Recorded with Grammy-winning producer Eric Delegard at Reeltime Audio in Denton, TX, The Vandoliers is an album interrupted. The band’s original two-week recording session ended abruptly in March 2020 as shutdowns began across the globe. The band didn’t get back into the studio until November, at which point they realized that, like many of the best-laid plans, their original strategy for the record had to change. “We wanted to make an album that had the same power as our live performance — a tight, big sound,” Fleming says. “Through trial and error, label closure, fatherhood, sobriety, relapse, the album grew on its own stylistically. After the hardest two years of my life, we created a collection of songs that push us as musicians, songs that reaffirmed my place as a songwriter and a faith in ourselves as a band I don’t think we had before.”

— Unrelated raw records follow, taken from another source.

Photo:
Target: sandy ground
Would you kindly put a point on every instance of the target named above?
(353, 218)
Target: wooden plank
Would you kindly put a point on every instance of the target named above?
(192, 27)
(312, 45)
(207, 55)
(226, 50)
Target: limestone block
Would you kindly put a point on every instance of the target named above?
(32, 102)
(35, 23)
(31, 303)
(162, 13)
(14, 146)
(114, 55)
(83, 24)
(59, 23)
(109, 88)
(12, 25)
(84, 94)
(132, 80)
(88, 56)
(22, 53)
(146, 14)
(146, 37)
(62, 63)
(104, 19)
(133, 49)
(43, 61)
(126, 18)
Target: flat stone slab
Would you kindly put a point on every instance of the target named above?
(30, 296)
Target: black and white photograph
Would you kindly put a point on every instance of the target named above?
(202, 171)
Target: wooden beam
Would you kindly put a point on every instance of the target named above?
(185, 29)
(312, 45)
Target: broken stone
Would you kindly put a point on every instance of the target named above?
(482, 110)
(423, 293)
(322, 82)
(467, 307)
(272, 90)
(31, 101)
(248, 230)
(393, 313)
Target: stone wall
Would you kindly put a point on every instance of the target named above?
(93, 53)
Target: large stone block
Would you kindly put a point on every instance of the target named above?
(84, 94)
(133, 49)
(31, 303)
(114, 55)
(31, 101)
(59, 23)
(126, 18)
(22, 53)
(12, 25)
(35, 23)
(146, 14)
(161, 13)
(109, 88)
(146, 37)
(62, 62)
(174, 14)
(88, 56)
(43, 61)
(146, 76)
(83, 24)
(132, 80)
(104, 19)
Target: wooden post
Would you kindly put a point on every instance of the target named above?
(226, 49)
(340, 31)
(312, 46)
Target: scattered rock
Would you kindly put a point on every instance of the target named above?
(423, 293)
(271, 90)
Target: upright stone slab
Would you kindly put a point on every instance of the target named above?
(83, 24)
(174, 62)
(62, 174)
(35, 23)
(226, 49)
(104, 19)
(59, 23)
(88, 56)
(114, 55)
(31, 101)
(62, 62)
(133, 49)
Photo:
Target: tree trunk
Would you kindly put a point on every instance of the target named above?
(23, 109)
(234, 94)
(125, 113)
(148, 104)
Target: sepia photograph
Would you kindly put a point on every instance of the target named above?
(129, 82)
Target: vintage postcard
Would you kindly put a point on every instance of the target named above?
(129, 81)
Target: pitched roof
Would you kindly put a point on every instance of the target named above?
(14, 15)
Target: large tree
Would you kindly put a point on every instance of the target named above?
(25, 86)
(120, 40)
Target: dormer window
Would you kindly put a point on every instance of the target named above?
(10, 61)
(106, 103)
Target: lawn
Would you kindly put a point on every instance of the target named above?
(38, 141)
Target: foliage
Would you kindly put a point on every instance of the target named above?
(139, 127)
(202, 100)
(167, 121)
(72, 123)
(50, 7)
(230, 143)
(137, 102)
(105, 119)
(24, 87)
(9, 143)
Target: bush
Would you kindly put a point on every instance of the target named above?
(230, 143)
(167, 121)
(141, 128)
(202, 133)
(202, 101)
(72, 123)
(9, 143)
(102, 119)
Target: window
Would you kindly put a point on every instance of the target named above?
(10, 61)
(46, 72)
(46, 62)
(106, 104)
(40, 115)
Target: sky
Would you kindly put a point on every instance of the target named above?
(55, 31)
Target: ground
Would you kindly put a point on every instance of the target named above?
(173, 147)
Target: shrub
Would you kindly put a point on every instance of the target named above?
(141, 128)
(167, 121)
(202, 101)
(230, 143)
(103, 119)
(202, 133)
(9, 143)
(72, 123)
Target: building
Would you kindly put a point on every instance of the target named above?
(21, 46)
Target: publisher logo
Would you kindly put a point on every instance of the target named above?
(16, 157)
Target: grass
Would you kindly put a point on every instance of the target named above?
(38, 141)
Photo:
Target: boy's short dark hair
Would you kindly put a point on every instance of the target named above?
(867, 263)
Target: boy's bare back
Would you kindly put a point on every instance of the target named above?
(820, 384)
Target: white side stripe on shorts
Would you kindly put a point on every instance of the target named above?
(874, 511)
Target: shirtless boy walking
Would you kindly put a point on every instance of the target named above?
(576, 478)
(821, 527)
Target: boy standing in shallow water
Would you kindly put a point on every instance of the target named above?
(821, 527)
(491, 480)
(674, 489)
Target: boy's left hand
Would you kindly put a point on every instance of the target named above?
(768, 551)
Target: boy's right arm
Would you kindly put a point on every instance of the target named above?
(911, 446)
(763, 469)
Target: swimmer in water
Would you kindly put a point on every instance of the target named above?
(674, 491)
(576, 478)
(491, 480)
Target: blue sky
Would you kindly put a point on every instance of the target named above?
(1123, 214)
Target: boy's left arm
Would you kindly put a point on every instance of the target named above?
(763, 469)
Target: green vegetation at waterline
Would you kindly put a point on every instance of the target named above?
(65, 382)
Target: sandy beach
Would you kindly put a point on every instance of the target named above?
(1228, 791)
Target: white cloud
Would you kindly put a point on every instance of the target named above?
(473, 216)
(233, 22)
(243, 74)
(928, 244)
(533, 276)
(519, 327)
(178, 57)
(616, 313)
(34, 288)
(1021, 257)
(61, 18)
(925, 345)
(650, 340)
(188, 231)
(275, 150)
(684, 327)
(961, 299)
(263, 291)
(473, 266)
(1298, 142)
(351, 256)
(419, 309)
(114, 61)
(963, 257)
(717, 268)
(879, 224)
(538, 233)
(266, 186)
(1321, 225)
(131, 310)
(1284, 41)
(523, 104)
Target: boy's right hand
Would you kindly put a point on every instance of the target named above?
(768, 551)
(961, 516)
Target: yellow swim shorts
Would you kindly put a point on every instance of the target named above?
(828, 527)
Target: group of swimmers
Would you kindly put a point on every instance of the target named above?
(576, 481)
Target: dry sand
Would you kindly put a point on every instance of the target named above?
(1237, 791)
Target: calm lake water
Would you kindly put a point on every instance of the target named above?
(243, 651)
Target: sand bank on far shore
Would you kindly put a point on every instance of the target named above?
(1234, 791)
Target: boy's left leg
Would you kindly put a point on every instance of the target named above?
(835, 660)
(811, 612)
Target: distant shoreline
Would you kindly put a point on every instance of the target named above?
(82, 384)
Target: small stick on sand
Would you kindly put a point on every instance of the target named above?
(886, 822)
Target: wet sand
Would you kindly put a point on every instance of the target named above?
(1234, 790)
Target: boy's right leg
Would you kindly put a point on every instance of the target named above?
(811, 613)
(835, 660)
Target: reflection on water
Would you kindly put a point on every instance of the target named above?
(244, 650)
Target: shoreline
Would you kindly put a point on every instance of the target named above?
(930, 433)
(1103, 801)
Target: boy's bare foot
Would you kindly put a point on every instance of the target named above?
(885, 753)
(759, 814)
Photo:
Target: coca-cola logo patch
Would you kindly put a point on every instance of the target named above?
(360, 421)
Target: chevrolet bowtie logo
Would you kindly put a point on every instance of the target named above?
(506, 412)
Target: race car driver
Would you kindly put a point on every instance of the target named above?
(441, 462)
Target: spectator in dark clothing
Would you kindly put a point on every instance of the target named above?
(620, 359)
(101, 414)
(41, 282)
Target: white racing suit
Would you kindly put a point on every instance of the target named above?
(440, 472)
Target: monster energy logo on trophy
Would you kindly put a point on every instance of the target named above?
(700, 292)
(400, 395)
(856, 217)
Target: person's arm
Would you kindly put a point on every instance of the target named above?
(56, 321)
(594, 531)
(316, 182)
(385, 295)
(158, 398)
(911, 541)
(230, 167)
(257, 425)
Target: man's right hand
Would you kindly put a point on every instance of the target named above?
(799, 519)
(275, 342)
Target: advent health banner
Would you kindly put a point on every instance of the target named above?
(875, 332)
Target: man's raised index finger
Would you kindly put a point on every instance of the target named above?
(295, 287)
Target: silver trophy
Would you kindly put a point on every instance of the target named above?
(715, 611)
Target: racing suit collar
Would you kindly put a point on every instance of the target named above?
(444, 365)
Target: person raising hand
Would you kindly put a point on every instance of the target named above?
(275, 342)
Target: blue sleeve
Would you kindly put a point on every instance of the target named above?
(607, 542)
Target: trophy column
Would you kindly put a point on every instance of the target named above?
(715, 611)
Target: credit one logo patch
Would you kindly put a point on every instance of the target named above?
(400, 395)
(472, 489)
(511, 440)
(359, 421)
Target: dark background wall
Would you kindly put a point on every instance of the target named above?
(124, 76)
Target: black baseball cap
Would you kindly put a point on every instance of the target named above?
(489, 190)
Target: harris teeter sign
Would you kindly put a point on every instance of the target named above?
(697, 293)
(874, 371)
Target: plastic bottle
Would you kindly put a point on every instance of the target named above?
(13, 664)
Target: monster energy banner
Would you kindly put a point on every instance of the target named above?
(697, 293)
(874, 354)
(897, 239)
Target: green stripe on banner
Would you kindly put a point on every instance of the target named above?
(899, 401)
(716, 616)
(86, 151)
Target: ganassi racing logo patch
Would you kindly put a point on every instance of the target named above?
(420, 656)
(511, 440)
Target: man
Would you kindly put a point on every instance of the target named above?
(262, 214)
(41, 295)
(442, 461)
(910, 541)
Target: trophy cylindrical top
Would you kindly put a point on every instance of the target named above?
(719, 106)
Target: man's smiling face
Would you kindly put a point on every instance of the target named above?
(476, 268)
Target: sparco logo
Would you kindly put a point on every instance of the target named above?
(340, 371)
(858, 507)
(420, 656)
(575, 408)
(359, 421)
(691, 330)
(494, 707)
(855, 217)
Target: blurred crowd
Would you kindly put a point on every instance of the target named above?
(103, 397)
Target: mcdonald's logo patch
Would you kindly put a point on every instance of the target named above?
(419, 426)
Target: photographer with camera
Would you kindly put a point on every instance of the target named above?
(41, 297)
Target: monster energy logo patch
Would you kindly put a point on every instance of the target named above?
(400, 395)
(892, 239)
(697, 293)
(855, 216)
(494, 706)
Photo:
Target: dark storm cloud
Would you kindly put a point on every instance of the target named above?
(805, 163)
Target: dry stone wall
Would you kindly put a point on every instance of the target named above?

Amid all that uncertainty, Vandoliers did what they knew best: they made music. First came “Every Saturday Night,” a pandemic-era appreciation of all the rowdy, late-night shows that we all missed while stuck at home. “I thought for sure that this would be the last song I would ever write. I missed all the little things about the life I lived up until that point,” Fleming says. “I missed the smells and tastes of a smoky dive bar, the long overnight drives listening to our favorite bands.” Those thoughts clearly struck a chord with listeners, earning the song heavy rotation on the radio, especially Sirius XM’s Outlaw Country, and jumpstarting the band’s plans to head back into the studio to encapsulate their electric live shows into the album that would eventually grow into The Vandoliers.